The Renfro Hotel

Project: The Renfro Hotel, Wichita, Kansas
Client: Developers Robert Eyster and Michael Ramsey with Farha Construction
Services by Spencer Preservation: Application for Federal and State Historic Tax Credits
Investment: $2,400,000

The Renfro Hotel reopened in 2012 as the Renfro Apartments on East Douglas Avenue in Wichita.  The hotel was constructed in 1908 by Judge Jesse Newton Haymaker, a figure of prominence in Wichita legal, social, and religious circles. 

Judge Haymaker leased the hotel to W.G. Layle who operated the 50-room hotel.  The hotel was renamed “The Alton Hotel” in 1917, operated by S.C Adair.  In 1923 Haymaker entered into a lease with Frank Dean with B.M. Levitt Clothing Store occupying the first floor and The Alton Hotel remaining on the upper floors.  From 1942-1945, the hotel was owned and operated by Roy Minnich.  Following Roy Minnich’s retirement, the building was purchased by Wesley C. Renfro.  Wesley remodeled and reopened as The Renfro Hotel in 1946; it continued operation as the Renfro into the 1970s.

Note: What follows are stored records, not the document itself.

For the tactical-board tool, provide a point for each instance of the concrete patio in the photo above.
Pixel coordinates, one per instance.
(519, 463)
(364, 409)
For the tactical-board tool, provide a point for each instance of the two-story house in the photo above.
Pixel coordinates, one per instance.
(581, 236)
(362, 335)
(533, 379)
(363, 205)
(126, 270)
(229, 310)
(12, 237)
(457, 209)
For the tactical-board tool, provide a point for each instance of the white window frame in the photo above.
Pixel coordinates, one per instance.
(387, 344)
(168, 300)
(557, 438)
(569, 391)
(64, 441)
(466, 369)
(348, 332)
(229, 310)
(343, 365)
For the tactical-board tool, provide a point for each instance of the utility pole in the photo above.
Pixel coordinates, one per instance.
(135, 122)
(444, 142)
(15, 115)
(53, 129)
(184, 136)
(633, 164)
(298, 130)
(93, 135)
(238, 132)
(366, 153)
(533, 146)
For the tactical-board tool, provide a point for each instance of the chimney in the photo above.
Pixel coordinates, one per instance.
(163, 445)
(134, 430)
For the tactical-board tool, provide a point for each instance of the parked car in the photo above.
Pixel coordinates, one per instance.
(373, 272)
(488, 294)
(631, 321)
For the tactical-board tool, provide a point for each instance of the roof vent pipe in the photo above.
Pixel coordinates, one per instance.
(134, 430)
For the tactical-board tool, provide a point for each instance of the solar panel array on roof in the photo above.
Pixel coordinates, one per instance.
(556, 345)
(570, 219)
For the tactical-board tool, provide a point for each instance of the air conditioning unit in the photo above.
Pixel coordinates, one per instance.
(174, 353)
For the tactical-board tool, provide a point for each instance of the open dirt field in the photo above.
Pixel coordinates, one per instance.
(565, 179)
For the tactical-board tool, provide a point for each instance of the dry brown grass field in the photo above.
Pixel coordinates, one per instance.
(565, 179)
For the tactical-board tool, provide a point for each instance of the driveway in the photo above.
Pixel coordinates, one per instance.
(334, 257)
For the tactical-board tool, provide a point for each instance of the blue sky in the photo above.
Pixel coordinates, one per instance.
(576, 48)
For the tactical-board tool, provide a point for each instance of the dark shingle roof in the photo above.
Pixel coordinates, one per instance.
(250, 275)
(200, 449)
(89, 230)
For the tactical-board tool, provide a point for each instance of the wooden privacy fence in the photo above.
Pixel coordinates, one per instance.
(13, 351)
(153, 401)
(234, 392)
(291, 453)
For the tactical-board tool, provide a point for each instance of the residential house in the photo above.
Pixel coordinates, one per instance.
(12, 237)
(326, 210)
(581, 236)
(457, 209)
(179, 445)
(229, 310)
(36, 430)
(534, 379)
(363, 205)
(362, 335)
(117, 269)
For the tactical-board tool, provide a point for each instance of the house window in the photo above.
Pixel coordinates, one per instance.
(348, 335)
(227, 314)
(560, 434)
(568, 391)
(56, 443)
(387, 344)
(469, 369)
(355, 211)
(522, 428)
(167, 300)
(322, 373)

The hotel is a three-story Classical Revival building with tan brick facade that features stone detailing.  The hotel is listed as a contributing member to the East Douglas Avenue Historic District.

Most recently known as Victoria Park Apartments, the hotel was converted to apartments in the 1980s but suffered from a lack of general maintenance and dated systems.  The building was purchased by Eyster Properties in 2012.  With a goal of providing affordable housing in downtown Wichita, partners Robert Eyster and Michael Ramsey of Wichita undertook a complete building rehabilitation project in collaboration with local contractor, Ted Farha and Cathcart Architects also of Wichita.  The building was remodeled into 20 apartments featuring two-story live-work units on the ground floor.  The project also maintained two commercial spaces along the street front.  Spencer Preservation worked with the team to achieve a successful rehabilitation project that was approved for federal and Kansas rehabilitation tax credits.   

Apartments feature original wood floors and pressed-tin ceilings teamed with modern amenities in kitchens and bathrooms.  Unique touches in specific apartments include a restored skylight along the west side of the building, glass block at former garage openings, and an overhead garage door at one of the live-work units on the ground floor.  The building features high-efficient heat pumps with individual controls in each apartment.